All image sets were analysed separately. After recoding the responses into absence/presence, we calculated the mean preference scores and identified significant differences among the image preferences, applying paired t-tests in SPSS software package (version 26, IBM, Armonk, NY, USA). Moreover, we analysed differences across socio-cultural groups using the Chi-squared test.

2.3. Case Study Application

2.3.1. Study Lakes

To exemplify the applicability of the gathered information on visual lake characteristics, we selected four mountain lakes located in the Autonomous Province of South Tyrol in Italy (Figure 1, Table 1). South Tyrol is situated in the Central European Alps and is rich in small lakes. Tourism is of economic importance (about 11% of the added value) and about 7.5 million tourists visit South Tyrol per year, mainly coming from Germany and other Italian regions [26].

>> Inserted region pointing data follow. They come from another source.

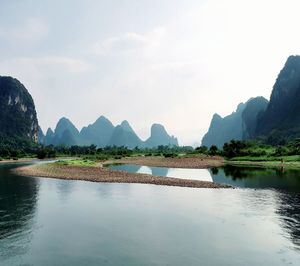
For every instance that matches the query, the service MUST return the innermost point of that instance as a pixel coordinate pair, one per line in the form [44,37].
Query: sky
[172,62]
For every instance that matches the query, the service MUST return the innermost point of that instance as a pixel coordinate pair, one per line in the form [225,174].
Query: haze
[171,62]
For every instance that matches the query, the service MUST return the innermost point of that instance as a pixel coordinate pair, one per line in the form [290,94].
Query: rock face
[240,125]
[222,130]
[18,117]
[103,133]
[159,136]
[254,109]
[65,133]
[281,120]
[124,135]
[98,133]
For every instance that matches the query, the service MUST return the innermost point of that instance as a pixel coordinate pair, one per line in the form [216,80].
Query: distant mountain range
[274,122]
[103,133]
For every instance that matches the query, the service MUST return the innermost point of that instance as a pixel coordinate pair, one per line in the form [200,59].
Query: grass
[77,162]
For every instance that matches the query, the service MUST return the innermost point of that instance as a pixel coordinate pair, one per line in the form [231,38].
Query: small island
[90,170]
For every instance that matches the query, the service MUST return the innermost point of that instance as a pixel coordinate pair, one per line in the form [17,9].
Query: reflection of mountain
[159,171]
[254,177]
[64,188]
[289,213]
[18,198]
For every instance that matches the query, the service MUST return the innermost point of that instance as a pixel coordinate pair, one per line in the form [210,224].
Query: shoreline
[199,162]
[102,174]
[265,164]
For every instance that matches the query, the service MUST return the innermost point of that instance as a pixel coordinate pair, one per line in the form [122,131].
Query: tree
[213,150]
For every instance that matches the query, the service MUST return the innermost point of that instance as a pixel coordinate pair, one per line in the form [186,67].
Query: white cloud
[31,31]
[40,66]
[129,41]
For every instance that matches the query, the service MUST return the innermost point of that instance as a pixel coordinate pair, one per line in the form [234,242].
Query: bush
[169,155]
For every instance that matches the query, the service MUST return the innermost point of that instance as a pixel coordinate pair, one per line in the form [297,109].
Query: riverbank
[200,162]
[21,160]
[96,173]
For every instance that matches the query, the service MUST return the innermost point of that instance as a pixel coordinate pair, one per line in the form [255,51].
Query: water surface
[59,222]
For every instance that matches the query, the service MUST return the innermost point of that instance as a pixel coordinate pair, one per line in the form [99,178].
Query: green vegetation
[77,162]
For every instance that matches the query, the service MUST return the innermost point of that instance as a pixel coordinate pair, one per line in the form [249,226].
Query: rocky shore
[202,162]
[105,175]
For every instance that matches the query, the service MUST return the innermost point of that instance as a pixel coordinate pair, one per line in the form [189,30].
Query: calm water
[57,222]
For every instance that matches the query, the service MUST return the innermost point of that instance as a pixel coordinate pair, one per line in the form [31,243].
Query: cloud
[50,65]
[31,31]
[129,41]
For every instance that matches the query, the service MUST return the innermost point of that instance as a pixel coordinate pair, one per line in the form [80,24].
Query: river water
[58,222]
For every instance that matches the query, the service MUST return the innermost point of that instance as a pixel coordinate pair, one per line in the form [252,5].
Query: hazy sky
[173,62]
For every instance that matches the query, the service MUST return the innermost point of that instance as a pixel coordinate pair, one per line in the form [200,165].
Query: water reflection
[197,174]
[289,213]
[18,198]
[256,177]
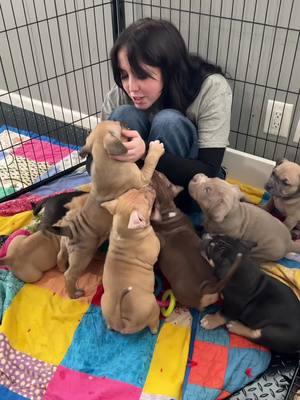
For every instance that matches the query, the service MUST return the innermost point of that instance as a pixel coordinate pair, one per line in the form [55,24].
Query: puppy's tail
[37,207]
[218,287]
[123,294]
[295,247]
[5,261]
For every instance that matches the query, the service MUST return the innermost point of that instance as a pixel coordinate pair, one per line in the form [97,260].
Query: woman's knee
[133,118]
[176,131]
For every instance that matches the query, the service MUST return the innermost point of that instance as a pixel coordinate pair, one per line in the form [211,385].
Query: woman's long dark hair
[158,43]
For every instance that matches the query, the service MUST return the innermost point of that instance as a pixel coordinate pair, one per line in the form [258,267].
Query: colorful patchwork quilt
[27,158]
[52,347]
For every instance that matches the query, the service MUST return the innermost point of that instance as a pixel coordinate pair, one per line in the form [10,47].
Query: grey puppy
[225,214]
[284,188]
[255,305]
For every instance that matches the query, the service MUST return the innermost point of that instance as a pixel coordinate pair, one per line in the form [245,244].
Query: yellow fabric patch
[41,324]
[85,188]
[253,194]
[10,224]
[288,276]
[168,365]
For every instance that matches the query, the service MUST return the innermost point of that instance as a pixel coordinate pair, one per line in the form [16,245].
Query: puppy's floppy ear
[280,161]
[84,151]
[5,261]
[113,145]
[137,221]
[110,206]
[155,214]
[221,208]
[249,244]
[238,193]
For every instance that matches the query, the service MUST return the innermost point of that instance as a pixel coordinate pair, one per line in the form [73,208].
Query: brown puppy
[128,303]
[111,178]
[226,214]
[180,259]
[84,228]
[88,227]
[30,256]
[284,188]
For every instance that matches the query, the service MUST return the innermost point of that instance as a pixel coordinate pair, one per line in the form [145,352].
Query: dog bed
[52,347]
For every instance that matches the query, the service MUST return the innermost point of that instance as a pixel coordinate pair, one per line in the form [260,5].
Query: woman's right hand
[136,146]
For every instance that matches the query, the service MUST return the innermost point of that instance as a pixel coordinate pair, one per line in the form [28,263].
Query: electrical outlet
[278,118]
[297,133]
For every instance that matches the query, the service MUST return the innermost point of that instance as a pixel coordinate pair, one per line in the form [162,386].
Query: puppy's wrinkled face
[215,196]
[284,180]
[106,133]
[132,209]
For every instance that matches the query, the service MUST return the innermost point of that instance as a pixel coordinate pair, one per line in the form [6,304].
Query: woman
[163,92]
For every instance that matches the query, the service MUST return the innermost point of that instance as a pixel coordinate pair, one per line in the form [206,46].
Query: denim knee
[135,119]
[176,131]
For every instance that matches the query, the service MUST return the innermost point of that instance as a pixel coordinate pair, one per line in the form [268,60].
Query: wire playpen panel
[55,72]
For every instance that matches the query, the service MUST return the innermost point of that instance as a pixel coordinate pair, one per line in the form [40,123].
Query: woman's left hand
[136,147]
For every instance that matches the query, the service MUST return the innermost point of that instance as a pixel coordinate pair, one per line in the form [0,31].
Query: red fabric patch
[223,395]
[41,151]
[243,343]
[211,365]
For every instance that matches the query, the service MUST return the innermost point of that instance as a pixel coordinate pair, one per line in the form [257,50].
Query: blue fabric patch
[6,394]
[239,360]
[101,352]
[289,263]
[194,392]
[218,336]
[9,287]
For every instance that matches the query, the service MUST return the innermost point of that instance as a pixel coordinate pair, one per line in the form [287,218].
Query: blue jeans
[172,128]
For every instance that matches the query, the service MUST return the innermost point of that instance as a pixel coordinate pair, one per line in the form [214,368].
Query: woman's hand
[136,147]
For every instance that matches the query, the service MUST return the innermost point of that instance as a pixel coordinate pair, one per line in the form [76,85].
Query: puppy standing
[128,303]
[255,305]
[226,214]
[84,228]
[180,258]
[88,227]
[284,188]
[111,178]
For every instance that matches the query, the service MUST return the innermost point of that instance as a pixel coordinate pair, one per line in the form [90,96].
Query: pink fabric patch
[22,203]
[41,151]
[23,374]
[68,384]
[4,248]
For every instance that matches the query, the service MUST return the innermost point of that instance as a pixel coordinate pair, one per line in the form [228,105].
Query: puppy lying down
[30,256]
[224,213]
[255,305]
[128,303]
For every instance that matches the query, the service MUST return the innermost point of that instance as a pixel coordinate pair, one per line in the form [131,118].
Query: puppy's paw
[209,322]
[157,146]
[78,293]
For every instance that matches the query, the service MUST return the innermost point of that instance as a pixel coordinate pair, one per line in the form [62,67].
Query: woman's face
[143,91]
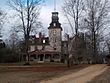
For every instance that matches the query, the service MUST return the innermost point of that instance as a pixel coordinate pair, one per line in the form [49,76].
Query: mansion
[49,49]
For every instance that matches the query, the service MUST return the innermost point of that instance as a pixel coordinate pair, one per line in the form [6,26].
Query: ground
[102,78]
[54,73]
[12,73]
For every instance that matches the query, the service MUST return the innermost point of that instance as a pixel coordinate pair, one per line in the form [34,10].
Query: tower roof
[55,21]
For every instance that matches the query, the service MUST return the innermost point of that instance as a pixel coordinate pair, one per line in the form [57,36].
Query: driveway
[83,76]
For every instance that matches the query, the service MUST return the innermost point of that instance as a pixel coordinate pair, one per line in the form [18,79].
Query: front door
[41,57]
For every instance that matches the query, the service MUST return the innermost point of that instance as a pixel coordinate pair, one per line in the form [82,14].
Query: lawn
[35,72]
[103,78]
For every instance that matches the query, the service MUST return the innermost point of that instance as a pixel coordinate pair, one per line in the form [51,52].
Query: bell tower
[55,31]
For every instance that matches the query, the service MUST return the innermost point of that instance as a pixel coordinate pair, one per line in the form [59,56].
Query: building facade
[48,49]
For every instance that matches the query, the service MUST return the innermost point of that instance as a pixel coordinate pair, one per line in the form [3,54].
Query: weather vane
[55,5]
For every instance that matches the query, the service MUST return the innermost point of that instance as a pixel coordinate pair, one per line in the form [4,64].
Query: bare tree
[96,12]
[28,12]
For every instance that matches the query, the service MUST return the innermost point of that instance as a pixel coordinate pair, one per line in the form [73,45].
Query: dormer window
[43,41]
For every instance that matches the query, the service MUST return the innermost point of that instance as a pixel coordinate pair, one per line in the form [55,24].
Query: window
[54,32]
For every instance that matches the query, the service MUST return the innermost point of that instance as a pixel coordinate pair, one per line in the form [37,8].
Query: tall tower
[55,32]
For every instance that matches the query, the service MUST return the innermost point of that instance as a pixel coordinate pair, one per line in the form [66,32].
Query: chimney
[40,37]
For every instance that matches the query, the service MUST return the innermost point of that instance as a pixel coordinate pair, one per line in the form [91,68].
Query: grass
[103,78]
[35,72]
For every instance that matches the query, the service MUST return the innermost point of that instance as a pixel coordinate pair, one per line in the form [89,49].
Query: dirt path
[82,76]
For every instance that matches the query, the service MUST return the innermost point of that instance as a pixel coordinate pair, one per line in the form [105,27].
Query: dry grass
[26,74]
[103,78]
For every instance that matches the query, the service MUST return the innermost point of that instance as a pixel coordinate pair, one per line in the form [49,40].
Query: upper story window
[54,24]
[43,41]
[54,32]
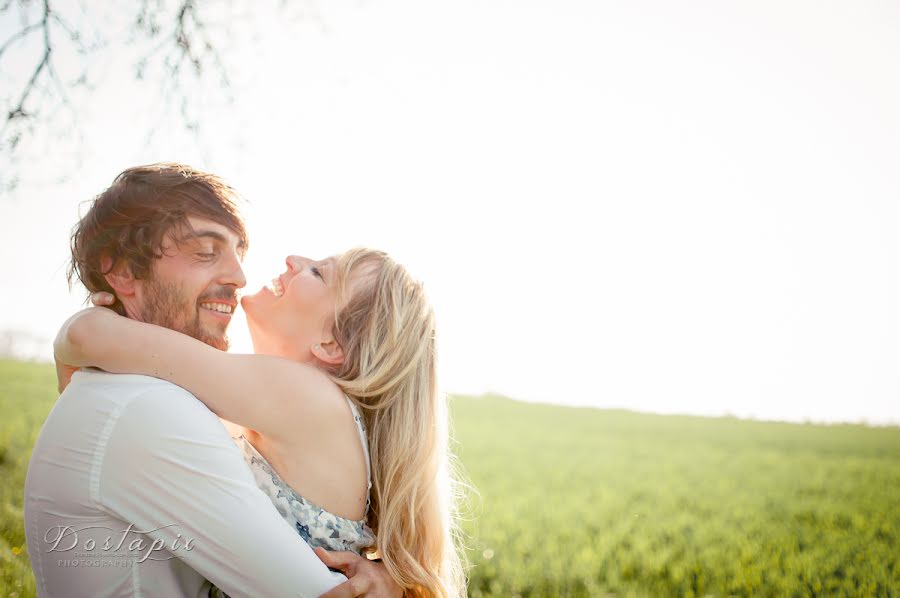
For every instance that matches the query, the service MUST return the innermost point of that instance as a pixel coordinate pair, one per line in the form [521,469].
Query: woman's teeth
[219,307]
[277,287]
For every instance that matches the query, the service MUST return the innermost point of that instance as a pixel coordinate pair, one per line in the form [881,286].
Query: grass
[589,502]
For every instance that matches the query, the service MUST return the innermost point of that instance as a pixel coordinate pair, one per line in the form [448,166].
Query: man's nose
[234,274]
[294,263]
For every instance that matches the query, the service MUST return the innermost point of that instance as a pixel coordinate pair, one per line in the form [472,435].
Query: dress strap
[361,428]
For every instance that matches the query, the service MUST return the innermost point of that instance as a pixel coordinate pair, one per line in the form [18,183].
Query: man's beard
[165,304]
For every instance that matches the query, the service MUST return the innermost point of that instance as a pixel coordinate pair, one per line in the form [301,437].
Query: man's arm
[168,460]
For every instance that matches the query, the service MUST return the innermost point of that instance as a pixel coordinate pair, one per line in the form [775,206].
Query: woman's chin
[254,300]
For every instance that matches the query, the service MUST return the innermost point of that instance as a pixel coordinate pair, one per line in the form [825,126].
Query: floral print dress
[315,525]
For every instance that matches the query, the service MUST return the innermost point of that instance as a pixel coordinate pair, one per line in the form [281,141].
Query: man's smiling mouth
[222,308]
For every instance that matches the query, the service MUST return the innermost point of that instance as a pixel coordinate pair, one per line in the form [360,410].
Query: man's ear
[119,277]
[329,352]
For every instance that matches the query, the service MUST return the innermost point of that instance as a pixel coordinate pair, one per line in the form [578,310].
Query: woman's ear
[119,277]
[329,352]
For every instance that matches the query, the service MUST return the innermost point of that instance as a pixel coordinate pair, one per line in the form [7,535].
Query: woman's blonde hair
[386,327]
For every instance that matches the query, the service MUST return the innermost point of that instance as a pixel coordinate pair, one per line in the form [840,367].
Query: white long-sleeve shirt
[136,489]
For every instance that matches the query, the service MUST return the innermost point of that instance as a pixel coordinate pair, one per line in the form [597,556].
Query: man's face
[193,287]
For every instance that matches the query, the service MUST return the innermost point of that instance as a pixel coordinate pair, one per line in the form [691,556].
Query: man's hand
[364,577]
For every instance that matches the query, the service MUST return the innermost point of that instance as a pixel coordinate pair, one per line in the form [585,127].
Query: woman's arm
[268,394]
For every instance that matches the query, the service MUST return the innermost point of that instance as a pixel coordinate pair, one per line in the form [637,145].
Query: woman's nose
[294,263]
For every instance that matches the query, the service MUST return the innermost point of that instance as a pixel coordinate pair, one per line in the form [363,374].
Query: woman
[345,351]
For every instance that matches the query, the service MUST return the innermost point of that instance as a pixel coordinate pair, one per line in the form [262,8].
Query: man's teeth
[220,307]
[277,287]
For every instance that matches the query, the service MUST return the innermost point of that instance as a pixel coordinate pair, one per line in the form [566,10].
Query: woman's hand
[64,353]
[102,299]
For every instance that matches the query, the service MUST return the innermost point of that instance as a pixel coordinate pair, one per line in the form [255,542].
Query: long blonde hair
[386,328]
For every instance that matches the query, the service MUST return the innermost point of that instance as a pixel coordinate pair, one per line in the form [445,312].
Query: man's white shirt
[136,489]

2.3.2. Indicators for Aesthetic Value

To measure the overall aesthetic value of mountain lakes, we calculated five indicators (Table 2) integrating the results of the survey with spatial and limnological data. Since limnological variables such as Secchi depth and chlorophyll-a represent water clarity well [2,3,8], we calculated two distinct indicators for all study lakes based on data measured in the project CLAIMES by Kurmayer et al. (unpublished data; for project details, see (accessed on 8 April 2021)). Spatial data on littoral habitat types as well as the land cover types near the lake (~up to 50 m) were digitized from orthophotos with a spatial resolution of 0.5 × 0.5 m, provided by the Autonomous Province of South Tyrol. The resulting maps were integrated with information from photographs for details, distinguishing the four littoral types and four land cover types as used in the questionnaire. All indicators were rescaled to values between 0 and 1 using maximum value transformation. Finally, we summed up all rescaled indicator values for each lake, giving each indicator the same importance and accounting for positive or negative valuation.

3. Results

3.1. Characteristics of Respondents

From the online survey, we received 526 valid responses. Female respondents prevailed over male respondents, while age groups over and above 40 years were balanced (Table 3). A higher proportion of the respondents were German speaking. More respondents visited the Alps for touristic purposes compared to those who live and grew up in the Alps. Most respondents indicated a good connectedness to nature and about half of all respondents had a high lake affinity.

3.2. Characteristics of Mountain Lakes Mentioned by the Respondents

Respondents mentioned various characteristics related to the water (e.g., quality, temperature, and colour), the lake (e.g., shape and shore), the location, as well as terms related to subjective experiences and feelings (Figure 2, Table A1). Summarizing the characteristics recognised by the respondents, mountain lakes are of smaller size with a natural shore, embedded in a natural mountain landscape, and the water is typically clear, cold, blue, clean, and calm. With regard to experiences, respondents mostly mentioned the beauty, tranquillity and silence of the lakes.

3.3. Preferences Related to Visual Characteristics

The obtained preference scores from the responses showed in most cases a clear preference for one image (Figure 3). With regard to visual water characteristics, statistically significant preferences were obtained for clear water (1a) and the complete absence of algae (3a), while dark and medium blue colours (2a and 2b) were preferred over light blue (2d) and greyish colours (2c). Preferences related to the lake shore were less pronounced in image set 4. Respondents slightly preferred shrubs (4b) over grass with rocks (4d), both significantly differing from the other two images (4a and 4c), while there was a clear and statistically significant preference for large rocks (5a). In terms of surrounding land cover, there was a clear preference for forest (6d), followed by grassland (6c) and screes (6b).
Some differences across socio-cultural groups were found, although not significantly changing the order of preference within each image set (Table A2). Most differences occurred for age related to the lake shore. While people <40 year indicated more often 4b and 5a, images 4a/4c and 5b were selected more often by people 40+. Italian-speaking people had a higher preference for image 5a compared to German-speaking respondents. Tourists and people with low lake affinity indicated more often forest (6d), while a higher share of residents and people with high lake affinity and selected image 6a.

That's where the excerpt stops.